What we have seen is a lot of couples being really thoughtful around planning. Honeymoon registries are huge for couples. Many are planning experiences, and they're thinking more about the destination and less about the timing. They're thinking about those once-in-a-lifetime trips, those really special destinations they've always wanted to travel to, while watching the restrictions and the guidelines around travel. There's couples that are staying domestic, visiting parts of our country or even doing road trips. Some people who got married, or had a ceremony of some kind, might have gone away to a bed-and-breakfast for a couple of days with the thinking they'll have that honeymoon that they dreamed of ... at a later date.
On the cost of vendors
While many weddings in 2020 were postponed, very few were canceled altogether. They just shifted. There was a period of time where the entire world was in lockdown. I think there is an element of that. But the flip side is we are experiencing a huge wedding boom right now. It's really unprecedented and so the vendors are really working hard to keep up with this overwhelming demand. There's a labor shortage. So, trying to get people to help execute, be it at a flower arrangement or a catering team, is challenging. We're also seeing those inflation prices and the cost of goods going up. I think that we aren't really seeing prices increase as a result of less weddings, but really about the other factors that are impacting every industry, between supply chain delays and inflation and scarcity of products.

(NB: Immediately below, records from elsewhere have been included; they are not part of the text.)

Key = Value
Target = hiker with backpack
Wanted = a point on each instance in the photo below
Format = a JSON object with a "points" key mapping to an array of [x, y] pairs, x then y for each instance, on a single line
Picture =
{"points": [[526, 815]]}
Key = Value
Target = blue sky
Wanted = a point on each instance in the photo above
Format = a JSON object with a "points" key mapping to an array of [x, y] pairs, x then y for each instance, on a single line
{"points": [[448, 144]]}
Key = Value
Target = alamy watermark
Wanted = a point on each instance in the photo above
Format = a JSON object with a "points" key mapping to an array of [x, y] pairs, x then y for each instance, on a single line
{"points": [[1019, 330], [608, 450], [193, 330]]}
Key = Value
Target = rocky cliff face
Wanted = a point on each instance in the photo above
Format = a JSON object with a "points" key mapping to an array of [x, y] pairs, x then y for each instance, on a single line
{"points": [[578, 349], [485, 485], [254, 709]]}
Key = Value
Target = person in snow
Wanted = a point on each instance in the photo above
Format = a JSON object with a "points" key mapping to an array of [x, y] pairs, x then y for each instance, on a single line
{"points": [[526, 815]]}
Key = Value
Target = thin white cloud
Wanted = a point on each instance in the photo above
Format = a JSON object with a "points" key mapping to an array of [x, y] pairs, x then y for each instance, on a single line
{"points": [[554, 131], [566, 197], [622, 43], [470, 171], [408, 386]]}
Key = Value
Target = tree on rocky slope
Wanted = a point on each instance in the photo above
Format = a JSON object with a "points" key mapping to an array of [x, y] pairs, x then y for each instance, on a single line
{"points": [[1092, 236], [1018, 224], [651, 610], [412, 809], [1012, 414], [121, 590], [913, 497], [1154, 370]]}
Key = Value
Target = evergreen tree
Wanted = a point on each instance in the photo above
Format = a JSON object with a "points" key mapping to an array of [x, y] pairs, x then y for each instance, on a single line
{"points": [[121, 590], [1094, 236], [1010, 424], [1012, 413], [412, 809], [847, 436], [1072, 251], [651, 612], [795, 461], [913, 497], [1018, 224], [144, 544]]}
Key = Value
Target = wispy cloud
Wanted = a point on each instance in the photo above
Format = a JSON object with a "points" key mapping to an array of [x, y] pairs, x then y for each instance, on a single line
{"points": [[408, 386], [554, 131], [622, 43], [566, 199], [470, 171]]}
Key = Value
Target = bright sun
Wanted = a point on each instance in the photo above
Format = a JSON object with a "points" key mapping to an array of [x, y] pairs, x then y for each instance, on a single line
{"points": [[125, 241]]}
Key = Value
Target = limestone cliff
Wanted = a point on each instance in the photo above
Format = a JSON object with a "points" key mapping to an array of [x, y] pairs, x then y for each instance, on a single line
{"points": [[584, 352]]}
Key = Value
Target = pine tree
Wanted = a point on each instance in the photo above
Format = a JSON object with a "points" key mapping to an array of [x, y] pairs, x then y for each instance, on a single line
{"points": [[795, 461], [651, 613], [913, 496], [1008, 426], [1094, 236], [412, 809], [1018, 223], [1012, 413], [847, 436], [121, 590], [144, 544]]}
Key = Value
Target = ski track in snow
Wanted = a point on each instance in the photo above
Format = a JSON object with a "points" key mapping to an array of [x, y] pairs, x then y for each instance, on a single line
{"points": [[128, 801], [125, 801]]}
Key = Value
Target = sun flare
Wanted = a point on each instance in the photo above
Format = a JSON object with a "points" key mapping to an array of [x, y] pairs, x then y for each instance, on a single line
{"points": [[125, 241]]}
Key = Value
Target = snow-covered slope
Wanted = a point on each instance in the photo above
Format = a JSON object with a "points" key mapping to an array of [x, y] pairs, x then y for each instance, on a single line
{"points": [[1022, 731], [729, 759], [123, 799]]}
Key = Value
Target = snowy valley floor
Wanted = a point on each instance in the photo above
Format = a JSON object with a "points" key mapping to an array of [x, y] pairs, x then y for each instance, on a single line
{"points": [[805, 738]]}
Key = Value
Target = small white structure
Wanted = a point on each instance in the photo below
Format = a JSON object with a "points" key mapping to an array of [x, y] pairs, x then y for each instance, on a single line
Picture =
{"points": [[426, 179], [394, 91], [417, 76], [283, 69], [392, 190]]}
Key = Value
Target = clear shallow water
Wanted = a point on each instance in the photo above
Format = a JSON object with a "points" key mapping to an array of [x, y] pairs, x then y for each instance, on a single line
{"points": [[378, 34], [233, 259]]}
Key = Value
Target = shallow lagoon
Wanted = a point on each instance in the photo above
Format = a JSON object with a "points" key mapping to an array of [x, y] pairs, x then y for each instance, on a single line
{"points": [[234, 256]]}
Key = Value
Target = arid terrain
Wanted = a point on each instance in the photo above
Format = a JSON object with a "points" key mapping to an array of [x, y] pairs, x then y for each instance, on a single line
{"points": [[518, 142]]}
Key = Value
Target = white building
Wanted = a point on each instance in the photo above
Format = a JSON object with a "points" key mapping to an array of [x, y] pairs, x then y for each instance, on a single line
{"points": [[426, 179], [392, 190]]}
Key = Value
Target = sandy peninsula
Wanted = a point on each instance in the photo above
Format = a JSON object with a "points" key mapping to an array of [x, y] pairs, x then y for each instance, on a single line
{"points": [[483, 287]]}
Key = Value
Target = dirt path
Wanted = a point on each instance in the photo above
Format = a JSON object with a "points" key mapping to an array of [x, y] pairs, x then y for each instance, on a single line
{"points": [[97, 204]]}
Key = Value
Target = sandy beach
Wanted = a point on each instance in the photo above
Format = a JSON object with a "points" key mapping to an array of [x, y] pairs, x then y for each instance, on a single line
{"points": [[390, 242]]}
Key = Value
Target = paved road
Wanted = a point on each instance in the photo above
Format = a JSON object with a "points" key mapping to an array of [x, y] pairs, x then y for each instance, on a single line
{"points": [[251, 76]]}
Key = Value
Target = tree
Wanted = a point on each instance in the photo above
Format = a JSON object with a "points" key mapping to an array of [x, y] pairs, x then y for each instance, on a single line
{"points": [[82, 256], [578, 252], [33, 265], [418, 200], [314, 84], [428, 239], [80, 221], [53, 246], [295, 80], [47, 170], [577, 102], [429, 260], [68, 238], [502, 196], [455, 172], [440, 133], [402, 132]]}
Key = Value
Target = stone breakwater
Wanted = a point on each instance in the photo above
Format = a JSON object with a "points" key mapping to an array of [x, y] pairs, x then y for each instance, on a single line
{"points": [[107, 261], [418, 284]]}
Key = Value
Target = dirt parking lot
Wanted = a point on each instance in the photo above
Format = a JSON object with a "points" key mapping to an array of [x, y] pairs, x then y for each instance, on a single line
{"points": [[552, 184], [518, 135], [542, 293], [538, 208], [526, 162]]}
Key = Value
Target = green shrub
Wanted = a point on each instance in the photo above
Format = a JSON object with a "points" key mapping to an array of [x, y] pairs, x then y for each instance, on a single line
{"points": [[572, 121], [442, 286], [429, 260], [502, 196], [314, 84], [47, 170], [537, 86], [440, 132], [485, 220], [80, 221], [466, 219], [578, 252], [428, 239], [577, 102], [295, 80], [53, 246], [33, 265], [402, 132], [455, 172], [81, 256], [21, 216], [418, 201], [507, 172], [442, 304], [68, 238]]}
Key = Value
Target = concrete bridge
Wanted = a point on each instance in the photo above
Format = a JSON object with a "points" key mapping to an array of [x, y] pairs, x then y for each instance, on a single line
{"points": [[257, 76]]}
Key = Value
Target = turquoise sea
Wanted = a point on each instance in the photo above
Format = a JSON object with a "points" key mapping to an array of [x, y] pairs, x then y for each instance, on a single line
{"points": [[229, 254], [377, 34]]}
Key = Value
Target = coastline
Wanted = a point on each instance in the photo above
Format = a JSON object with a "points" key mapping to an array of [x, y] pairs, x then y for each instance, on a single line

On outdoor vs. indoor weddings
October has been kind of a big month for weddings year over year, independent of the pandemic. You're not sweating, but you're not freezing, and you can celebrate inside or outside very comfortably. It used to be that everyone wanted to have a June wedding. We've learned over the years that October has a lot to offer ... from the florals, the colors, the food, but also this idea that you aren't competing with people's summer vacation schedules. And it's kind of this lull before the holidays. I think the timing is really great for those reasons.
I do think outdoor weddings are here to stay. Obviously much more popular during COVID because they allowed people to social distance easily. We might see a slight decrease, especially for receptions. But outdoor ceremonies have been popular and will continue to be popular. We might see some more receptions move indoors because it's safer to do so now, but I think the ceremony, specifically, will continue to be a very popular outdoor affair.
On unprecedented wedding numbers
We do know 2022 is being keyed up to see the most weddings in recent history at a number of 2.6 million. On average, we usually see around 2.1 million weddings. We are attributing this increase to the postponement of 2020 weddings. I don't know that it's so many couples paired up as there was an overflow of weddings that didn't happen -- instead of getting canceled, they got postponed or people got married, but they're hosting an anniversary celebration in 2022. I really think it's just more of that celebration happening and having lived through this pandemic, you're so eager to hug your loved ones, to see your family and to celebrate good things. It's driven the demand of weddings and parties and celebrations even higher this year.